Mientras acudíamos al espectáculo de la retirada de cadáveres, llegaba la noticia de los cohetes contra el hotel Serena. Un poco más tarde, las primeras imágenes de los bombazos en Peshawar. ¿Qué está pasando? Los políticos occidentales se empeñan en justificar la guerra en Pakistán y la intervención en Afganistán en la seguridad de nuestros propios países, una actitud egoísta y, sinceramente, que no termina de cuajar.
La sangría diaria y el terror al que se ven sometidos los ciudadanos del frente “Af-Pak” van a tener a la larga un efecto mucho más negativo que otra cosa porque la aversión a Occidente crece con cada ataque. Así es, las bombas las pone la insurgencia, pero el odio de los ciudadanos de a pie no es para ellos, es para el hombre blanco que vive a miles de kilómetros y se cree que a base de dólares y euro se puede comprar su seguridad.
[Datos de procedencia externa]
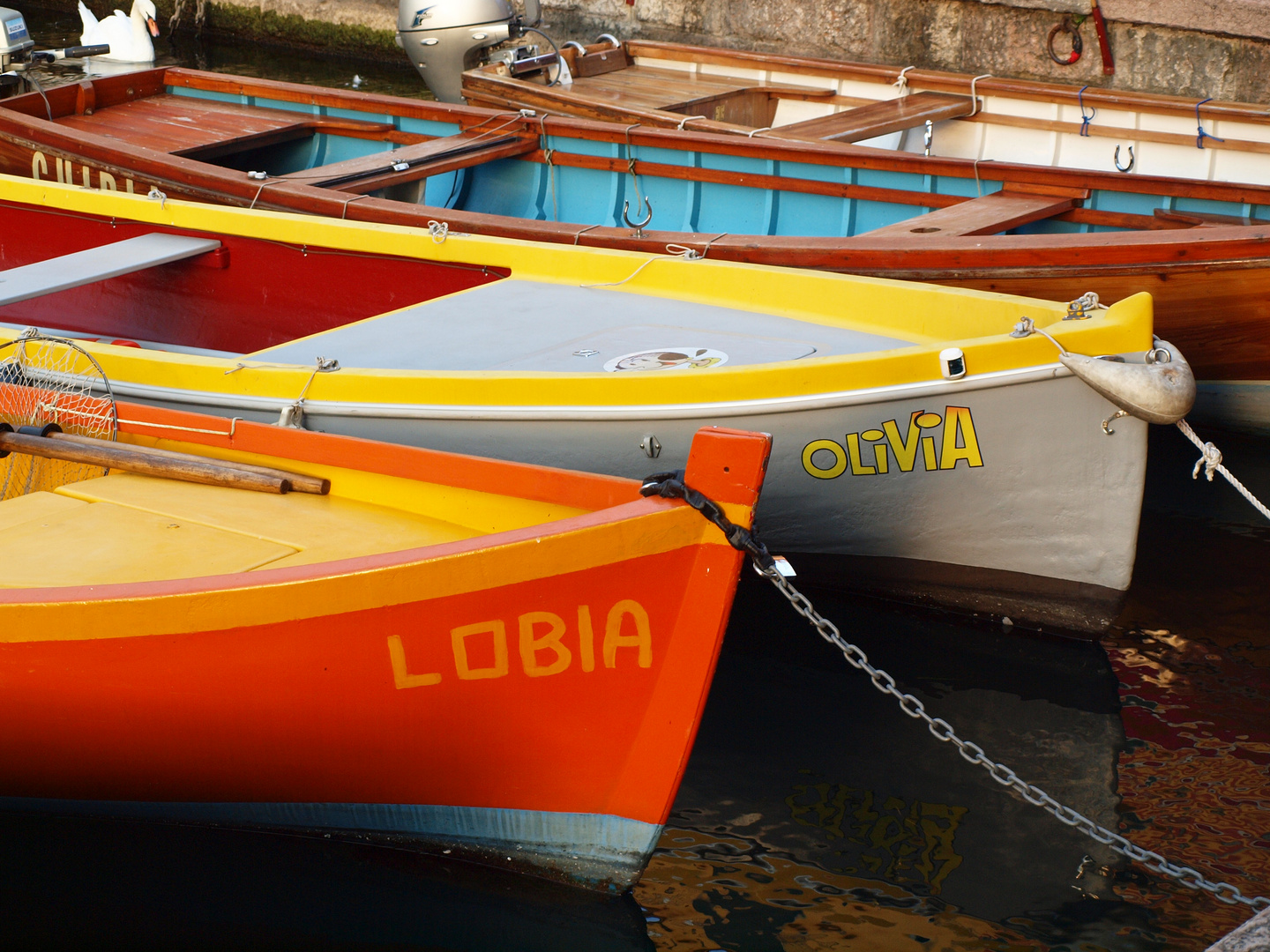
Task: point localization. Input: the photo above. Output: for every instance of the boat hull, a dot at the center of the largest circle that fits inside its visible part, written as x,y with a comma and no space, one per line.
810,205
1038,524
528,701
Todos los periodistas, cooperantes, diplomáticos y demás personal expatriado en este país sabemos que lo de esta mañana es un aviso muy claro de que la próxima nos puede tocar a nosotros. Se trata de una estrategia antes casi no empleada en esta guerra asimétrica, pero que una vez estrenada seguro tiene continuación. Un día intenso. Un día menos para esa segunda vuelta de las elecciones que los talibanes tienen en su punto de mira. Tan innecesaria como falsa y surrealista, las elecciones están resultando demasiado caras. Hasta ahora costaban vidas afganas, pero ahora le ha tocado a la comunidad internacional. Entonces quizás cambien las reglas del juego.